Sous votre toit vivez de peu.
Dans votre nuit comptez sur Dieu.
Allez ! Tout petit que vous êtes,
Son œil vous suit dans les tempêtes.
Mon testament sera pour vous.
À vos sœurs cherchez des époux,
Quand je serai morte en ma tombe ;
Soutenez notre nom qui tombe.
S’ils se perdent dans le chemin,
Menez vos frères par la main.
Vous êtes d’eux tous, à votre âge,
Le plus petit, et le plus sage.
— Adieu, ma mère ; adieu, mes sœurs.
On lève l’ancre.

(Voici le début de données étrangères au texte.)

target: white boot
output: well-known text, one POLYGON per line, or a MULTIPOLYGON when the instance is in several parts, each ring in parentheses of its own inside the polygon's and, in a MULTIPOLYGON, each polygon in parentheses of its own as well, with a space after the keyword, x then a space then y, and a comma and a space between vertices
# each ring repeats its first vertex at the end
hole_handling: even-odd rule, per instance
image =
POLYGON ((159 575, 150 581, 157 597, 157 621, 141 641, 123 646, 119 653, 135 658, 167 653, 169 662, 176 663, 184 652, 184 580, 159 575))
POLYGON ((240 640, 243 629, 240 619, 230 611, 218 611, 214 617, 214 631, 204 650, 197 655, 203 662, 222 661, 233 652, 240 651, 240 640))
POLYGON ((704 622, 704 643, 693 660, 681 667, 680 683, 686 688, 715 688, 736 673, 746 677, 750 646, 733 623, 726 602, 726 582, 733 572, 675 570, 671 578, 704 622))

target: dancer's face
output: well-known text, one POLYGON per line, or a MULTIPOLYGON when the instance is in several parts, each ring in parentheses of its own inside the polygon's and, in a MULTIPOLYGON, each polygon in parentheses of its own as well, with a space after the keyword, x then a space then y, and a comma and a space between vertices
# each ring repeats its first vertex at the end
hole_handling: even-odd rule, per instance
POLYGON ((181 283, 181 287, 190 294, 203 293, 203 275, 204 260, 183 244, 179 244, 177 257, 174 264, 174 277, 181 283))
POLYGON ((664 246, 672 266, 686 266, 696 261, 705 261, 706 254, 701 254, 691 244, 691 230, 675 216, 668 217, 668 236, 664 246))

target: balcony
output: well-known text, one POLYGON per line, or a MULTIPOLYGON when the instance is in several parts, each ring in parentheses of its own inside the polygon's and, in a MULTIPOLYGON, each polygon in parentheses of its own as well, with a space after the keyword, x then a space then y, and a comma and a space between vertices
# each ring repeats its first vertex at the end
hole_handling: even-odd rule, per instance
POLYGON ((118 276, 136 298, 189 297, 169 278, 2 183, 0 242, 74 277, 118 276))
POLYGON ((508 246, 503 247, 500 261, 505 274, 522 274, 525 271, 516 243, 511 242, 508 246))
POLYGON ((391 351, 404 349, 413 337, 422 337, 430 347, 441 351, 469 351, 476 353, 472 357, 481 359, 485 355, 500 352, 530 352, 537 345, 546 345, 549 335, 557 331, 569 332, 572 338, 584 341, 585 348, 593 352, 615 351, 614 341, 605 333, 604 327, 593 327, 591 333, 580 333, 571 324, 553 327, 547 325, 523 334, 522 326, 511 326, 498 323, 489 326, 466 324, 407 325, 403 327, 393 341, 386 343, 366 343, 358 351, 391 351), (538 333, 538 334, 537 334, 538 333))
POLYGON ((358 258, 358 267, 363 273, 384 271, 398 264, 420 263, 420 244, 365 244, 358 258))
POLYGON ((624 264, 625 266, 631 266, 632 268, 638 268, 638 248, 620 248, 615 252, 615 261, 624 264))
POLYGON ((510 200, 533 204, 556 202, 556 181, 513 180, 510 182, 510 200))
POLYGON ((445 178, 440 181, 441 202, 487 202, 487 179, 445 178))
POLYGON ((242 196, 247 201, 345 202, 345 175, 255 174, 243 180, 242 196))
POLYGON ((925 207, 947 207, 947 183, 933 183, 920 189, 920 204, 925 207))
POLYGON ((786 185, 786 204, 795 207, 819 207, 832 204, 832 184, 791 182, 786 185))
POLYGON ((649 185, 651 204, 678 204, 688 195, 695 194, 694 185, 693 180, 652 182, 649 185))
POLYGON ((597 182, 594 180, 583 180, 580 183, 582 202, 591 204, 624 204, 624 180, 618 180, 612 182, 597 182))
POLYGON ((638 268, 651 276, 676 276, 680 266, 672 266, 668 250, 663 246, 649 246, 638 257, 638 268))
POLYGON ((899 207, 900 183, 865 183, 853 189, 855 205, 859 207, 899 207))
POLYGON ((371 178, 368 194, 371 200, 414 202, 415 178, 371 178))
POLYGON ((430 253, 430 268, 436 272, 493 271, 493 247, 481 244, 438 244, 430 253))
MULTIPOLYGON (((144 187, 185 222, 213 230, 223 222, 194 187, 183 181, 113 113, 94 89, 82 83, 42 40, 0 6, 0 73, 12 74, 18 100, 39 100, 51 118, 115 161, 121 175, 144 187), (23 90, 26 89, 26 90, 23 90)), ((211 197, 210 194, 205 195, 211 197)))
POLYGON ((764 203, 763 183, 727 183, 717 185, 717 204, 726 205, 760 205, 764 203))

Point de pleurs ;
Déjà l’aube attend son étoile ;
Déjà l’orage enfle ma voile.
Sous mon poids la barque gémit ;
Comme un coursier la mer frémit ;
Les vents couronnent, dans la brume,
Au loin, des fantômes d’écume.
Sur le rocher, attendez-moi,
Où se brisent les mâts du roi,
Quand au front des cimes chenues
Éclate la voûte des nues ;
Avant le jour, au fond des bois,
Quand la foudre roule sa voix ;
Dans la nuit, au bord de la grève
Où va passer le vent du glaive.
Je reviendrai pour vous revoir ;
Puis, au foyer, pâles, le soir,
Vous entendrez mes aventures.
Vos pleurs guériront mes blessures.
La même terre aura nos os ;
Nos berceaux seront nos tombeaux.
Adieu ! Je me ris du naufrage,
Fuyez, mes sœurs ! voici l’orage.
Que voit-on là-bas loin du bord ?
Est-ce un goëland qui bat de l’aile ?
Est-ce une orfraie, une hirondelle ?
C’est un vaisseau qui sort du port.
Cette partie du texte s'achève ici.